We will briefly consider the nature of quantum physics. As he has done so many times in our experience, Professor Feynman encapsulates the spirit of quantum
physics in a simple statement: Things behave on a small level much differently than they do on a large level.
Further, Feynman points out that our experience readies us not at all for observing things on a small
level. After all, most of our human experience occurs in the visible, or as a physicist would put it, in the large world.
As you read the final chapter in "Six Easy Pieces," you will find that the last piece is not
easy at all. In fact it is immensely complex. Although delivered almost 40 years ago, Feynman's lectures on quantum physics—then a very young science—are quite mathematical and dense. Although the mathematics are
impressive and of course important, our concern is with the nature of quantum physics.
In quantum physics, early in the last century, some very observant scientists began to observe that the world at a "small"
(subatomic) level is just as complex as it is at a "large" (universal) level. This observation caused them to develop an entirely new theory of physical science, and to design extraordinarily complex means of
discovering this new "small" world.
As Feynman observes, we still know little about quantum physics. Much of what we do "know" is at best theoretical (p. 117). Even its later adaptations, including so-called "Chaos"
science, are still largely theoretical in nature.
"Chaos" science, or nonlinear dynamics, is the branch of physics devoted to exploring "chaotic" or unpredictable behavior in systems. Its central notion is that
within ordered systems there is always evidence of "chaos" or unpredictable differentiation. Likewise, within apparently "chaotic" systems, there is an underlying order.
In Part 6 of "Six Easy Pieces," please do not
be intimidated by the mathematical equations. They are designed for high-level physics students, perhaps even at the graduate level. But please do pay certain attention to the key ideas: the exploration of the unknown
"small" subatomic world, uncertainty, and wave/particle behavior.
Feynman is rare among scientists for his humility. As brilliant as he obviously was, he was unafraid to admit his lack of knowledge. Among those things
about which he admitted to knowing little is the subatomic, quantum world.
It is incredible to think that our world is immensely complex—perhaps even infinitely so—at a level too small for us to observe. It is equally
amazing to think that laws of nature and physics apply consistently to that subatomic level, just as they do on our physical level and, more broadly, to the planets and galaxies of our solar system. But they do.
One
of the promises of quantum physics is that it may unlock the "building blocks" of all creation. It may, as physicist Stephen Hocking has suggested, help us read "the Mind of God."
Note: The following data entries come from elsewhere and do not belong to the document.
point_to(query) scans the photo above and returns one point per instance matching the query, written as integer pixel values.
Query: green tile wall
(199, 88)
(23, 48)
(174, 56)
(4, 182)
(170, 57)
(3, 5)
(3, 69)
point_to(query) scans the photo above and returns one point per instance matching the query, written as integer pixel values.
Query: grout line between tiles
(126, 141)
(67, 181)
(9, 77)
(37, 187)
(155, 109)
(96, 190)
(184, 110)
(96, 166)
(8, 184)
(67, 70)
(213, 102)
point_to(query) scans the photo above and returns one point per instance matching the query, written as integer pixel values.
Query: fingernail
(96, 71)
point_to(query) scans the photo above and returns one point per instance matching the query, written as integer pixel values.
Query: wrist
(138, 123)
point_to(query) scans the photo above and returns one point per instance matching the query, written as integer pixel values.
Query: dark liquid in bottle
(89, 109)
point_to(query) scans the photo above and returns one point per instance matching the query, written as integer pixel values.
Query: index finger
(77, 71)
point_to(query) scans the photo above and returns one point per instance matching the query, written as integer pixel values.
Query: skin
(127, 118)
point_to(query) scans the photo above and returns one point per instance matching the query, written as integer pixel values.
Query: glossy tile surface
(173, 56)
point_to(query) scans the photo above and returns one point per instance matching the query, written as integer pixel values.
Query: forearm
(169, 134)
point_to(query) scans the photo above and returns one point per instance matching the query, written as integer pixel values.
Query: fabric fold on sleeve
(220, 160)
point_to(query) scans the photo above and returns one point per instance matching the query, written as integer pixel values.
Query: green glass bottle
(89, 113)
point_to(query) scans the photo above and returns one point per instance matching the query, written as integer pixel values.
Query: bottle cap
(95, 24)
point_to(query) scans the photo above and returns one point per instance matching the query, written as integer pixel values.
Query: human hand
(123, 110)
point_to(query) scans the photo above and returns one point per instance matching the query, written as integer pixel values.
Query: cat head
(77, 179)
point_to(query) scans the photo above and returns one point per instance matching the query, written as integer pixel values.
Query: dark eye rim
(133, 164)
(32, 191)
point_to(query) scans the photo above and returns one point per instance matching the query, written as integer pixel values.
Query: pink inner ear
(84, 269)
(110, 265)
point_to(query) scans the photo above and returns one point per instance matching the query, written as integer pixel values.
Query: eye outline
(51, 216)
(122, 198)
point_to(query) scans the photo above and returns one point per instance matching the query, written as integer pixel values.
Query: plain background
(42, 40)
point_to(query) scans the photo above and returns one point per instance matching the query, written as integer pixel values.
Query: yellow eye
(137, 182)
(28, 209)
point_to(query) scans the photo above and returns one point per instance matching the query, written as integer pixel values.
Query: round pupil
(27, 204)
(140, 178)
However, one of the great obstacles
to observation and experiment at the quantum level is the uncertainty principle. More than suggesting the simple universality of uncertainty, the uncertainty principle (or Heisenberg's Uncertainty Principle, as it is
more properly known) suggests that the closer we come to certainty about some aspects of quantum physics (behavior of waves vs. particles, for example), the less certain we can be about others! It is as though the laws
of nature are in conflict at a level beyond our ability to even understand the conflict, let alone the underlying concepts.
Specifically, quantum physics has deeply changed our understanding of some of the "basics" of
classical physics: waves and particles. Given our early understanding of certain physical properties, such as light, scientists concluded that it moves and operates in "waves," washing as it were, over the universe.
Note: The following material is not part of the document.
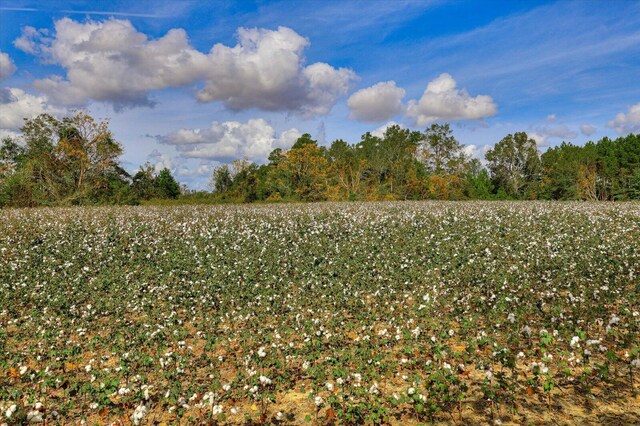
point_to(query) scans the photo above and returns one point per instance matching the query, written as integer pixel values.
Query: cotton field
(392, 313)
With further experiments, scientists have learned that light is actually made up of indescribably small pieces known as photons which are believed to be particles.
Conversely, solid objects (and liquid and gaseous as
well) were understood to be made up of "particles." That is, each "large" object, such as the chair in your living room, was thought to be made up of individual smaller pieces (molecules and atoms). Now, due to an
emerging understanding of quantum concepts, scientists believe that molecules and atoms are constantly in motion. And that motion, put simply, has the characteristics of movement that we used to assign to waves.
So
"waves" actually have the characteristics of particles; and "particles" actually have the characteristics of waves. We think. This is the true drama of "small" physics, or quantum physics, we are still learning about
the universe at the small level; and that understanding is reshaping the way we think about the world at the "large" level as well.